A few hours before the start of Sunday’s nationwide protests, Apple Inc. released a statement supporting the Israeli campaign.
“One of Israel’s greatest gifts is the creativity, diversity and talent of all of its people,” it said. “Unfortunately, recent legislation passed by the Knesset undermines those values. Apple will always maintain its values of fairness, dignity, and mutual respect, and we stand with all of our employees seeking equality under the law.”
Even trade unions, which are traditionally conservative, granted their employees a day off, causing some delays at the national electric company and Ben Gurion International Airport.
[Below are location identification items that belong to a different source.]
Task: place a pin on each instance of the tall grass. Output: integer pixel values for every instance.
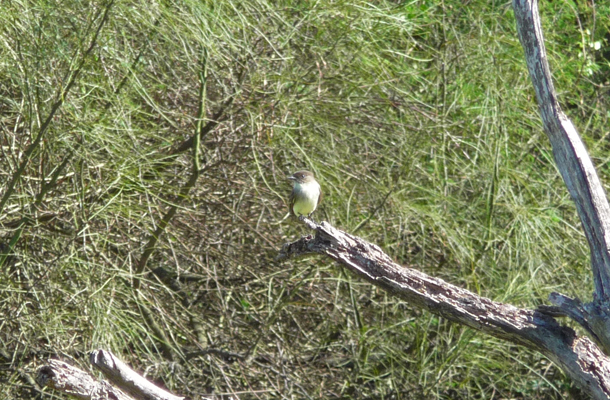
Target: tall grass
(418, 118)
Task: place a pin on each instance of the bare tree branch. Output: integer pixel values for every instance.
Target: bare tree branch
(68, 379)
(579, 175)
(578, 356)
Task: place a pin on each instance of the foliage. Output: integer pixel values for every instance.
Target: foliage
(418, 118)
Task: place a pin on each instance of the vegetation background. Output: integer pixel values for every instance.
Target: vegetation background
(418, 118)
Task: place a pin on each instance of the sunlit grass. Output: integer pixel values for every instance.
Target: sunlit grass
(420, 122)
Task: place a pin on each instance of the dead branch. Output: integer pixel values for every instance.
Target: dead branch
(578, 173)
(578, 356)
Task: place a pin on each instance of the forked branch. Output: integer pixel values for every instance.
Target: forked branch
(578, 356)
(579, 174)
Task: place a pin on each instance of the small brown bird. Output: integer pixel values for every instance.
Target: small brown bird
(306, 194)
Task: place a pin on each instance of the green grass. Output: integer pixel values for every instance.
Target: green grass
(419, 120)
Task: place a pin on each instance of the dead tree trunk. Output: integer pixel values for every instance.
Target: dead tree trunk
(579, 357)
(579, 175)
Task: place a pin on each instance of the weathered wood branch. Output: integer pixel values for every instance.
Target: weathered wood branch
(73, 381)
(578, 356)
(68, 379)
(117, 372)
(579, 174)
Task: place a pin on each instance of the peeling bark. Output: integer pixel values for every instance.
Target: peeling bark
(579, 175)
(578, 356)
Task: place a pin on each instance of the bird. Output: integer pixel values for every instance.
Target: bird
(306, 194)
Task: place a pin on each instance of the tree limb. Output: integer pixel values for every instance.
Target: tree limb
(579, 175)
(578, 356)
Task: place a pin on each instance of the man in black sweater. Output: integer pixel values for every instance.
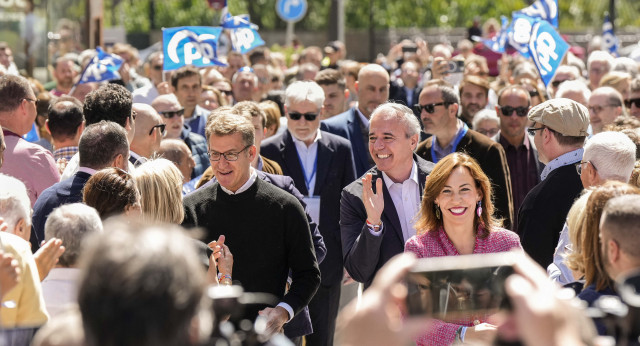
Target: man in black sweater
(559, 131)
(265, 227)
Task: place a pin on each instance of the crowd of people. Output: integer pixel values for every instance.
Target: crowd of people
(142, 199)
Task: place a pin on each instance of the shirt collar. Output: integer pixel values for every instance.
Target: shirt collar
(364, 119)
(298, 142)
(413, 176)
(562, 160)
(252, 179)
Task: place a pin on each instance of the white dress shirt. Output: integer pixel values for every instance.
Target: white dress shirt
(406, 199)
(308, 156)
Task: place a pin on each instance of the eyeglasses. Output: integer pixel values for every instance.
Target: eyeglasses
(35, 102)
(171, 114)
(307, 116)
(630, 102)
(579, 166)
(430, 108)
(159, 126)
(230, 156)
(598, 109)
(488, 132)
(532, 130)
(520, 111)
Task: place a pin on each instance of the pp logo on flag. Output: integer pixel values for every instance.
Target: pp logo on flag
(190, 46)
(548, 49)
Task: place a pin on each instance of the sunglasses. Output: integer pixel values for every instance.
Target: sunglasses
(556, 83)
(160, 126)
(630, 102)
(171, 114)
(307, 116)
(430, 108)
(520, 111)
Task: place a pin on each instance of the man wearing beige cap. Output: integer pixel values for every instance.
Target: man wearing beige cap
(559, 130)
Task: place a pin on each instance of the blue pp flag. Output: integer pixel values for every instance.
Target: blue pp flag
(190, 45)
(102, 67)
(547, 48)
(609, 37)
(543, 9)
(499, 41)
(236, 22)
(519, 33)
(245, 39)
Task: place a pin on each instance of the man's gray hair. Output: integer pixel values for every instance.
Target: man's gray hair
(304, 91)
(71, 223)
(14, 201)
(403, 113)
(612, 153)
(485, 114)
(573, 85)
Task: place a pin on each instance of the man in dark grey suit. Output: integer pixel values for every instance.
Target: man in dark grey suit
(320, 165)
(377, 212)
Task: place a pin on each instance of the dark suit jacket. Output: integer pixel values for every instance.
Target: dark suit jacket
(65, 192)
(334, 172)
(347, 125)
(493, 161)
(544, 212)
(300, 324)
(363, 252)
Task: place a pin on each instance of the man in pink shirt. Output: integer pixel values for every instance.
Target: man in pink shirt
(29, 162)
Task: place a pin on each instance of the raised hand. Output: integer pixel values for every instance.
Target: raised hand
(373, 202)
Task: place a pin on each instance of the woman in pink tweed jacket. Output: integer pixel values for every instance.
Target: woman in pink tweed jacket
(456, 218)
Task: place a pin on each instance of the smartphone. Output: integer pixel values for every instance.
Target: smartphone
(409, 49)
(455, 66)
(456, 288)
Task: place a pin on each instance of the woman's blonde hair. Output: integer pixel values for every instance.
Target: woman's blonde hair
(160, 184)
(576, 220)
(436, 181)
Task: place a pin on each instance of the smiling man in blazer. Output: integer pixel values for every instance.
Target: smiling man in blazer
(320, 165)
(377, 212)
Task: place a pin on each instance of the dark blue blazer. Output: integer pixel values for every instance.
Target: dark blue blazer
(65, 192)
(347, 125)
(334, 172)
(301, 323)
(363, 252)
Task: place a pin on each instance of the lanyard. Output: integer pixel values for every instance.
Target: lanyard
(307, 181)
(455, 143)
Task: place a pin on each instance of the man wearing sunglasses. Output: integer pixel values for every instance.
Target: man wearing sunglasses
(172, 114)
(149, 132)
(605, 105)
(439, 105)
(513, 106)
(559, 130)
(320, 165)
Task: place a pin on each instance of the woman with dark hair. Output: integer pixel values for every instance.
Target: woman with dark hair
(456, 218)
(112, 191)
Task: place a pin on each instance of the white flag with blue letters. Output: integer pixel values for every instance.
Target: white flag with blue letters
(190, 45)
(547, 49)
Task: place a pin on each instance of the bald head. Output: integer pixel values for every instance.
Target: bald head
(178, 152)
(372, 87)
(148, 132)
Marching alongside thousands of protesters, Tel Aviv Mayor Ron Huldai said, “These people are protesting for something so basic, just human rights, against a government and a prime minister who misleads us. This is apparently the moment when the straw broke the camel’s back. There is an awakening.”
Around him, marchers chanted, “Netanyahu! Homophobe! We are here, we are everywhere!”
The protest there morphed into a general outcry against several conservative laws passed last week before the start of a three-month summer recess. The most controversial was the nation-state law, which defines Israel as “the national home of the Jewish people” and downgrades Arabic from an official language to one with an undefined “special status.”
As the magnitude of Sunday’s protests became clear, senior Israeli officials began to signal the possibility of reversing course.
Minister of Culture Miri Regev, who voted against the amendment that would have paid for surrogacy for gay men, said in a television interview that the government would review the law.
“We mucked up with surrogacy,” she said. “I regret that coalition obligations forced us to do so.”
Netanyahu told gay rights leaders he would meet with them “in the coming days.”